How it feels to be a woman

I loved biz trips. Hours of driving comfortably clad in support underwear, time to think, the safety belt rubbing against the cups, feeling hosiery underneath my pants.

A dream come true for the under dresser that I am. But the best was the possibility to visit unexplored yet thrift shops.

Careful planning allowed me to reach destination in the evening, all with relatively minor risks of my straps and lace being spotted by preying eyes.

Shopping. A magic word that has kept me awake during so many dull meetings and eye killing debug sessions. Shopping. Programmed points on my navigation system about to become reality.

Heading directly to areas of interest despite sometimes stern looks from the sale ladies.

"Can I help you?" That question had no more effect. Heard it so many times.

"Thanks, just browsing m'aam, if you don't mind." That's it, good riddance, back she walks.

Vintage sky blue nigthdress.
Is that a sky blue nightie, a deluge of smooth nylon, lace and ruffles ? Memories worked fast. Yes.

"That's the real deal girl, you know how good it feels, don't you ?" urged my inner voice.

"How could I ever forget ?"

"There's more to it, just grab !"

That visit turned into rich haul. Awesome clean laundry smelling items, several slips, seemingly new Doreen bra, unopened packs of stockings, firm all-in-one with metal garter tabs, cute silk floral print summer light dress, unboxed perfumes.

Vintage Doreen bra.
Short breath, skin moisture cream falling out of my hands. Those nylons look too good, careful, massage my feet until no damaging asperity can be felt.

Soft crissing sounds from the all-in-one tugging on my stockings with each step as I walk to double check the door latch.

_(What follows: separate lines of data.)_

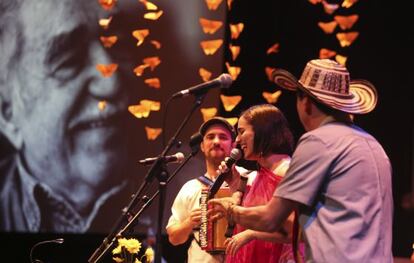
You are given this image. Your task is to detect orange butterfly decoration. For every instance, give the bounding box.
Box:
[100,36,118,48]
[99,16,112,29]
[151,40,161,49]
[318,21,338,34]
[230,23,244,39]
[128,104,151,119]
[266,43,280,55]
[98,100,106,111]
[229,44,240,61]
[200,107,217,122]
[322,1,339,15]
[220,95,242,111]
[225,117,239,126]
[142,57,161,71]
[336,32,359,47]
[139,0,158,11]
[132,29,149,46]
[198,68,212,82]
[334,15,359,30]
[262,90,282,104]
[335,55,348,66]
[226,62,241,80]
[319,48,336,59]
[134,64,149,77]
[342,0,358,8]
[227,0,233,11]
[200,39,223,55]
[145,126,162,141]
[309,0,322,5]
[199,18,223,34]
[265,67,275,82]
[96,64,118,78]
[99,0,117,10]
[144,10,164,20]
[144,78,161,89]
[140,100,161,111]
[205,0,223,10]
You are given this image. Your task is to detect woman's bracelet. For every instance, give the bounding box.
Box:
[227,203,236,222]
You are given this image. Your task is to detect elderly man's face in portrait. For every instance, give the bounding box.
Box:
[9,0,132,196]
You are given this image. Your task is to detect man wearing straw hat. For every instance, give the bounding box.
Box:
[210,59,393,262]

Deep woody fragrance. Swishing slip falling over my shoulders. It felt a bit cold, just a short moment, a mere spasm tingling my nipples.

Tingle. Tense. Hands over the lace, surprise, my bosom feels heavy and full, had it suddenly grown?

Uneasy relentless heartbeat. Electricity in the air. Shivers. No it's not cold, why do I shiver?

Am I swaying hips as I spread pink body lotion over that roll-on deodorant ?

Nylons, metal garter tabs, lace slip.
Hearing my own moans, rolling in bed. More moans. Belly spasms. Pink light.

Will that hurt ?

"Relax sweetheart, be a good girl... " moaned my inner voice.

Blinding pink light, my eyes shut...

Did it hurt ? No memories. Do I feel good ? Yes.

Eyes open. Blurred surroundings gaining sharpness.

Yes that's my hotel room. Logically the bathroom should be also here, I sure need a shower...

Cuddling the pillow in my new nightie. Cozy under the warm blanket. Light empty head.

Need to cuddle. Never stop cuddling. Feel the warmth dissolving my consciousness.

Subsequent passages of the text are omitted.